LoRA Dataset Webui

This project aims to help with the creation and management of LoRa training datasets. Scroll down to the bottom of the page for a feature overview.

This is still in beta - please report any bugs you find Pull requests are welcome. Currently everything is just cobbled together

Roadmap:

Known issues:

No files/folders are ever deleted, leading to clutter/orphaned images
Deleting an enite folder can break the step
When an image is open and you save the dataset, it will throw an error and half of the files are left where they are.

Getting started

(optional) create a venv first:

python -m venv venv
venv\Scripts\activate

install the requirements:

pip install -r requirements.txt

start either by running start.bat or manually using:

python webserver.py

(see python webserver.py --help for launch arguments)

Access the webui on the following URL: http://127.0.0.1:8080/

If tagging/cropping/etc is too slow, try run pip install onnxruntime-gpu, but keep in mind that this will use some of your VRAM.

Running this script is recommended to get all features of the webui.

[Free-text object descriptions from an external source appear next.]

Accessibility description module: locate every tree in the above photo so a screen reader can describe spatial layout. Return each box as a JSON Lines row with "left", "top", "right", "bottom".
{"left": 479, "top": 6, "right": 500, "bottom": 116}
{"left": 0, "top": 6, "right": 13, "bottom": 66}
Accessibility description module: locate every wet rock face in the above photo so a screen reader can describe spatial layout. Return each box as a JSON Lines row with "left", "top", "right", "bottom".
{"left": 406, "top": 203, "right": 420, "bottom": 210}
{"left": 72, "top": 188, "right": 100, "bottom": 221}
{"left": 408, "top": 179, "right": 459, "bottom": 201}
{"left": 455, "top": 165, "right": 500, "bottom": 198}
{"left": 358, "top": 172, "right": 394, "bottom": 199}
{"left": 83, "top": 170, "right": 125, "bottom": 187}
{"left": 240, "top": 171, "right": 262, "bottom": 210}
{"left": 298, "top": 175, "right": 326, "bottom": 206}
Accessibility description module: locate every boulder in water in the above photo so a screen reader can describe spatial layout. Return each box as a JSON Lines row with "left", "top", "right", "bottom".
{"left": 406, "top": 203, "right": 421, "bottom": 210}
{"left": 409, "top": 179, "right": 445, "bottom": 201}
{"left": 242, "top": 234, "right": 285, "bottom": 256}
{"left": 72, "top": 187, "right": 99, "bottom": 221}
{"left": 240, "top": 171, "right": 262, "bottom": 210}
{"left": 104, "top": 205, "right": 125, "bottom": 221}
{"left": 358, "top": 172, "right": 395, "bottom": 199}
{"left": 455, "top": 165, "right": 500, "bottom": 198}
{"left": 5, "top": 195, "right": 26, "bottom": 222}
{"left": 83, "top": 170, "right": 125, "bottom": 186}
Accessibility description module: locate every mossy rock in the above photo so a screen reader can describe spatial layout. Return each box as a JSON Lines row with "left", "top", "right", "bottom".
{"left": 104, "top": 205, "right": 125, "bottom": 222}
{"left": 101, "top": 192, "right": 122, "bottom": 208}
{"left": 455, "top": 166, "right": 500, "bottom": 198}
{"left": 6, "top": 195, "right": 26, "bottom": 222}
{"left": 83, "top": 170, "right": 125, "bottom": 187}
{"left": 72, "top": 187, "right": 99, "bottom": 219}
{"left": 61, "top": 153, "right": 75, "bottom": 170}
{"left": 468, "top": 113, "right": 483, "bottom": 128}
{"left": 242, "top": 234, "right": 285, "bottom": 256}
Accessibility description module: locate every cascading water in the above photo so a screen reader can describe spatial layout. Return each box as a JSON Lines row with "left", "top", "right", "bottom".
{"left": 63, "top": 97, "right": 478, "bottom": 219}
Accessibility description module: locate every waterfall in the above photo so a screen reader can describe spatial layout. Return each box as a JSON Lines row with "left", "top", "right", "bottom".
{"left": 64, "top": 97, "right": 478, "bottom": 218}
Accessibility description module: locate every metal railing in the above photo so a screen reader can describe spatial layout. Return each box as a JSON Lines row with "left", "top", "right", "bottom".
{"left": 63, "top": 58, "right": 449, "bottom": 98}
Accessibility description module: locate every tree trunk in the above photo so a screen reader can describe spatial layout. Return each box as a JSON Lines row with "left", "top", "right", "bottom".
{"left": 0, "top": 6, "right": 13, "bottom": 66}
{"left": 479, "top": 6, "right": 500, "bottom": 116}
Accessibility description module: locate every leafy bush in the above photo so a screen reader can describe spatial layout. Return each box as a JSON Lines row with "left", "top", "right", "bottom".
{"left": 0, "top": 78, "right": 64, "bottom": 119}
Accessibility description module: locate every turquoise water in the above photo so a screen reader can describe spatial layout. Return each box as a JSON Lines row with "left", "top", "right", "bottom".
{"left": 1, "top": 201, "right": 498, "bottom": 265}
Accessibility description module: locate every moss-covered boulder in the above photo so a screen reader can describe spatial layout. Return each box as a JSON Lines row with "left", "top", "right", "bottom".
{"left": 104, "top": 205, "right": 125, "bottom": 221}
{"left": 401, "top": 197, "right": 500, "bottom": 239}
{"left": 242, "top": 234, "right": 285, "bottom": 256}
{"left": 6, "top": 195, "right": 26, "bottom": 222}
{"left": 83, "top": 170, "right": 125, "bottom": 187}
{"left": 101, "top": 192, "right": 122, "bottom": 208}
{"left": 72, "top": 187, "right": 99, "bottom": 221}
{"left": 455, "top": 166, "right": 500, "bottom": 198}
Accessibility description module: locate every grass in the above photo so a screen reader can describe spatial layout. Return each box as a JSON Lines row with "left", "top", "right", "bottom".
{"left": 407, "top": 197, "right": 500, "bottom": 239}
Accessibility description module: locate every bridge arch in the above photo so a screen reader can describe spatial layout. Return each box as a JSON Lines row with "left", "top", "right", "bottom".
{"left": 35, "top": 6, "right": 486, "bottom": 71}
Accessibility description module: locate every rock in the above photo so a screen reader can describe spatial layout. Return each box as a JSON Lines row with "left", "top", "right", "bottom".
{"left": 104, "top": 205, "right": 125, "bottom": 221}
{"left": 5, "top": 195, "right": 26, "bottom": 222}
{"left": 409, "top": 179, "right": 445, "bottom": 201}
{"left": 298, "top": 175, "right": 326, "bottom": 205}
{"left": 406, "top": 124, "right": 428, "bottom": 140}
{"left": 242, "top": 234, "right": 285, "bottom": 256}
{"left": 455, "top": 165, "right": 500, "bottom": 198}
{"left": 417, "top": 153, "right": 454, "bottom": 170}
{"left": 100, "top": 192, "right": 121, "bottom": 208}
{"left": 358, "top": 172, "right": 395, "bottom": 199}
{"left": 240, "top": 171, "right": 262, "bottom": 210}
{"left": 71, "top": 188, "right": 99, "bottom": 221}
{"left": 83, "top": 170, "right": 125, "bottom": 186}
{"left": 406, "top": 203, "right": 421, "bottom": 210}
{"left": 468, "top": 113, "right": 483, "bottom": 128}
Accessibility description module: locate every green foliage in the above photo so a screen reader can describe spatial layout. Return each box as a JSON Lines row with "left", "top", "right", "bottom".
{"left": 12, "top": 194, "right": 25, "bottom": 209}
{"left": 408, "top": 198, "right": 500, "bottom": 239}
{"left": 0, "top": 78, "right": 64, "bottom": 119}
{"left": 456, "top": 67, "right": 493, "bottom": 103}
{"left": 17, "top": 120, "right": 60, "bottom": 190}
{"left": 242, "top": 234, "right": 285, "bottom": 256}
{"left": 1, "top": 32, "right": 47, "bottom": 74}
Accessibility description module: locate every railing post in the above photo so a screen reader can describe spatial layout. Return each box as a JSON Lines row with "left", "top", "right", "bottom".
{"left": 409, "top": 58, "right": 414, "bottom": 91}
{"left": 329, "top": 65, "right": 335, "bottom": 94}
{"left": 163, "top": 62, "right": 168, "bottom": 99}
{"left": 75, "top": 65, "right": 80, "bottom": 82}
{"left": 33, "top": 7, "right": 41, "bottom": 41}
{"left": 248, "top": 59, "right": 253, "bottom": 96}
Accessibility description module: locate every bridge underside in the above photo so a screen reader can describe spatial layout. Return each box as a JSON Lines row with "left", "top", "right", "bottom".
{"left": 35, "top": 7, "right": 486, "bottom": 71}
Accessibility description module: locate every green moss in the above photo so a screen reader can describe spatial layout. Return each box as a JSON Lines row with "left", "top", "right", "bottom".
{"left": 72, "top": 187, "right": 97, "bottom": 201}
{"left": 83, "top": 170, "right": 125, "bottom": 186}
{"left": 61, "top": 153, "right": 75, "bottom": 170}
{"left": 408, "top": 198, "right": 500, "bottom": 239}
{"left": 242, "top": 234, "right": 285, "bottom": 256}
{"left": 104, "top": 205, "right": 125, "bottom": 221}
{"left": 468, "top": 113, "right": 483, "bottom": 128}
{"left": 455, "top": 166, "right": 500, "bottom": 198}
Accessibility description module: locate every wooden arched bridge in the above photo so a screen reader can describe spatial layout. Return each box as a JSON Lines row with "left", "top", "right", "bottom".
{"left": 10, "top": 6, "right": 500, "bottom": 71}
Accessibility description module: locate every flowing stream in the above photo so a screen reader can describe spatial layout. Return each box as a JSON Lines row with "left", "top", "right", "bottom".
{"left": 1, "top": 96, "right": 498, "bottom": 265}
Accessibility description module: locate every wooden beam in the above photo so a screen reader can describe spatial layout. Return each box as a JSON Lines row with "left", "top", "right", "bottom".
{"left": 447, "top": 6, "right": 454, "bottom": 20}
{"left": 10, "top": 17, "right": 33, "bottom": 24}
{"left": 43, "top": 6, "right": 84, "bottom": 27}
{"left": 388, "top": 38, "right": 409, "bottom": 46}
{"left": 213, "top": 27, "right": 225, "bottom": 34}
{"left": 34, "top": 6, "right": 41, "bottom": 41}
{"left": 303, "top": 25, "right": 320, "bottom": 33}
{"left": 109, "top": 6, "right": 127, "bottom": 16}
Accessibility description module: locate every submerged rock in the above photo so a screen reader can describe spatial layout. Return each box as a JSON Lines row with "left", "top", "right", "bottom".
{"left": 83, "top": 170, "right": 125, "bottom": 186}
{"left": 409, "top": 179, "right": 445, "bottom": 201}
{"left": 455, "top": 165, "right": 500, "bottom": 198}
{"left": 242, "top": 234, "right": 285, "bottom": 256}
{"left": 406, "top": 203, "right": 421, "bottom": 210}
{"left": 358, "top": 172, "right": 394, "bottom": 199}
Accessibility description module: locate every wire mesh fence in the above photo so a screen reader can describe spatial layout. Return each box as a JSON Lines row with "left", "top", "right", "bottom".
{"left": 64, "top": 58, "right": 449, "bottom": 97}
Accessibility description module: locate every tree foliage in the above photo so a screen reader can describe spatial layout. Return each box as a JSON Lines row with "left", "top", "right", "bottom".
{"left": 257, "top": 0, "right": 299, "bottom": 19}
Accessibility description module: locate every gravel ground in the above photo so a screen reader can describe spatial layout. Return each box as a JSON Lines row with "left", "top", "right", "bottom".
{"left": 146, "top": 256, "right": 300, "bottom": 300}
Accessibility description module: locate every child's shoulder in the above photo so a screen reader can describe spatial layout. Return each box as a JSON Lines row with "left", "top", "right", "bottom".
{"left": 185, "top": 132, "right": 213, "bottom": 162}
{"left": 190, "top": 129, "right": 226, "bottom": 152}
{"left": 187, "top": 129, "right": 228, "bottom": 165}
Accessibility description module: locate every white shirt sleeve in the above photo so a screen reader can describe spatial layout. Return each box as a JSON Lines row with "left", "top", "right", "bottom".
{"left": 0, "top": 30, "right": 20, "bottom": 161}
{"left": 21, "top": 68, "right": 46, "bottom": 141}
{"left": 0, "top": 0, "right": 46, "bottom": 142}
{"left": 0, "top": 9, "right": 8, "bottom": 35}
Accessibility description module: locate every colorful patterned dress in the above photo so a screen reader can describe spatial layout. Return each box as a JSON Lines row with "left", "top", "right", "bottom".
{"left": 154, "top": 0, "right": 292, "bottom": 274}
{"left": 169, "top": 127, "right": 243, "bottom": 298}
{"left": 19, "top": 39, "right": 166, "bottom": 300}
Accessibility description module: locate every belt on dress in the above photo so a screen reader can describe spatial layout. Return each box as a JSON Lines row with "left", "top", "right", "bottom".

using start.bat already downloads all dependencies by default

It will gives you the option to download the following files:

danbooru-tags.json and gelbooru-tags.json from github gist or catbox.moe.
- You also have the option to scrape the tags from the site directly.
cropper.js and cropper.css from Cloudflare/cdnjs.

Clear your browser cache between updates. It tends to leave the old scripts/css loaded

The folders created are meant to be used as follows:

0 - raw - raw images from the internet / screenshots
1 - cropped - cropped images (1:1 aspect ratio)
2 - sorted - images grouped by quality / topic / etc
3 - tagged - .txt or .json files containing autotagger output
4 - fixed - pruned tags in .txt format.
5 - out - scaled down images and pruned tags - point your training script here
datasets - all your datasets are saved here

Some of these images/videos might be outdated. There's also in UI tooltips. If something breaks just open an issue here on Github.

Save / load datasets you're working on
Avoid having to change training folder, just point your training script at the 5 - out folder and load the right dataset
Write notes for yourself